Cammarano’s defense attorney, Joseph Hayden of Roseland, also declined to comment.
But one Cammarano campaign insider who asked not to be named confirmed that some local business owners have large debts owed to them.
Cammarano’s team is also delinquent in filing their state financial reports with the Election Law Enforcement Commission (ELEC), so the total amount of debt and to whom the money is owed is not a matter of public record.
Some of the businesses declined to comment, but others were forthcoming about the unpaid bills.
Mario Jimenez, owner of Big Banner Plaza, a strip mall at 401 Jackson St., is one of the affected merchants. He alleges that his check cashing business lost $30,000 to $35,000 due to campaign worker paychecks that bounced.
“I almost went out of business,” he said last week.
Jimenez said his lawyer tried to negotiate with Hayden, Cammarano’s attorney, to avoid litigation, but Jimenez said nothing came from it. He said he plans to file a lawsuit against the campaign.
His lawyer, Louis Zayas of North Bergen, would not comment on any potential litigation or negotiations.
“Unbelievable,” Jimenez said. “I want my money back. If it wasn’t for family and friends that lent me money, I would have gone out of business.”

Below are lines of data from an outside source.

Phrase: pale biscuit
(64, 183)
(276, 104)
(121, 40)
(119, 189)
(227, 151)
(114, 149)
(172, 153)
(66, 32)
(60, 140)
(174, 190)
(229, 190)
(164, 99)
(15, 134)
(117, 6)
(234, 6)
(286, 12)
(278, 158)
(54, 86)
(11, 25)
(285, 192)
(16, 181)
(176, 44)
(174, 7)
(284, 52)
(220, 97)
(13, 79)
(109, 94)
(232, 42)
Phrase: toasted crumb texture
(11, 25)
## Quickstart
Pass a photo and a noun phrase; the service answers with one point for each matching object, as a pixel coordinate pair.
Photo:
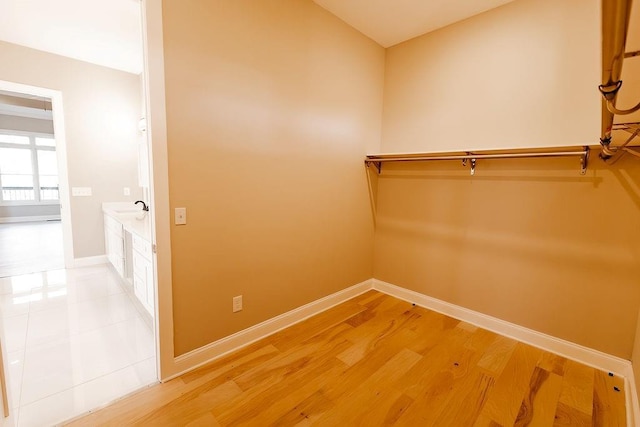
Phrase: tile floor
(74, 341)
(28, 247)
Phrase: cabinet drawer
(141, 245)
(112, 226)
(141, 265)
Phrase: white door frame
(61, 155)
(155, 107)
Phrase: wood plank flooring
(376, 360)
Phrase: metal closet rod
(378, 159)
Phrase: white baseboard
(200, 356)
(633, 416)
(584, 355)
(89, 261)
(34, 218)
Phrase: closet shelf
(472, 157)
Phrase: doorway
(74, 338)
(31, 238)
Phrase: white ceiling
(103, 32)
(390, 22)
(107, 32)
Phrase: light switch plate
(237, 303)
(81, 191)
(181, 216)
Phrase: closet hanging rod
(378, 159)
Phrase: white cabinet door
(114, 243)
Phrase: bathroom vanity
(127, 236)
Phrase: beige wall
(528, 241)
(522, 75)
(635, 358)
(531, 241)
(102, 109)
(271, 107)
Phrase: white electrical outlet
(181, 216)
(237, 303)
(81, 191)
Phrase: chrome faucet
(144, 205)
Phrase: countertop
(132, 218)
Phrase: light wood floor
(376, 360)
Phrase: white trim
(633, 416)
(89, 261)
(200, 356)
(585, 355)
(156, 115)
(32, 218)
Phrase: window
(28, 168)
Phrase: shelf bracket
(378, 165)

An owner of a New Jersey-based political field operations firm that worked with Cammarano in the June runoff election said his business was left holding the bag for roughly $37,000, but asked that the firm’s name not appear in this story. The firm helped cut checks for street workers in Cammarano’s campaign.
The Cammarano campaign issued a $13,000 check so the firm could pay street workers, but the check bounced. So the firm’s owner used his personal bank account to cover $8,000 of the money they distributed to the workers.
“I wanted to pay the people,” the owner said. He was also charged $4,000 in bank fees for the bounced checks, he said.
The $8,000 covered some of the workers’ paychecks, but the other checks ended up bouncing. (Some were cashed by Jimenez at Big Banner Plaza.)
A wire transfer proffered by the campaign to the owner to reimburse his personal $8,000 loss also was not valid, the owner said. Other campaign insiders confirmed that this wire transfer – for some reason – did not go through even though a receipt was provided to the firm.
Although the firm’s contract with the campaign was only verbal, the owner alleges that Cammarano and his slate also stiffed him on a month’s pay ($5,000) and a bonus for winning the election ($10,000).
“Our whole future was invested in Peter. I lost like six months of my life,” the owner said. “It’s very hard to rebound from losing that kind of money, but I trusted him and the emotional loss was worse than the financial loss.”
Like Jimenez, the political operations firm owner credited family and friends for helping him move past the large financial loss. He is now exploring his options to recoup the money.
Bar owner Joe Branco was close to the campaign, and hosted one fundraiser and two election night celebrations at his bar, Room 84 (formerly Bar None) by City Hall.
The three parties totaled over $9,000, but no one has paid the bills.
Branco made other personal contributions to the campaign, and like many other supporters, he felt burned after Cammarano’s arrest. But this debt isn’t personal; it’s business.
“Nobody has a straight answer to say [how we should get paid],” Branco said. “Who is ultimately accountable? If I’m just going to wash [out the debt], I want someone to tell me that. I want closure.”
Between the May election and the June runoff last year, Branco submitted bills to the campaign but was told the money needed to be fundraised. So Branco held another party, but never recouped the money.
“Everybody’s playing the shell game,” he said. “Where does the buck stop?”
Recently, he asked Cammarano personally when he would be paid, but Branco said Cammarano told him, “You can’t get blood from a rock.”
Aside from these three businesses, a source close to the campaign confirmed that approximately $20,000 is owed to other miscellaneous vendors.
Joe Donohue, deputy director of ELEC, said his commission has no way of eliciting payment from campaigns in municipal elections.
“The only recourse is to sue,” he said.
But civil lawsuits can be costly for the business owners and even if they do sue, who exactly is held accountable for the debt, particularly if the candidate faces jail time? Is it the entire slate of candidates responsible? The treasurer?
Campaigns are structured like limited liability corporations, in that you cannot hold individuals accountable for the debts of the group. That is, unless you can prove fraud on the part of an individual, according to one attorney who asked that his name not appear in this story.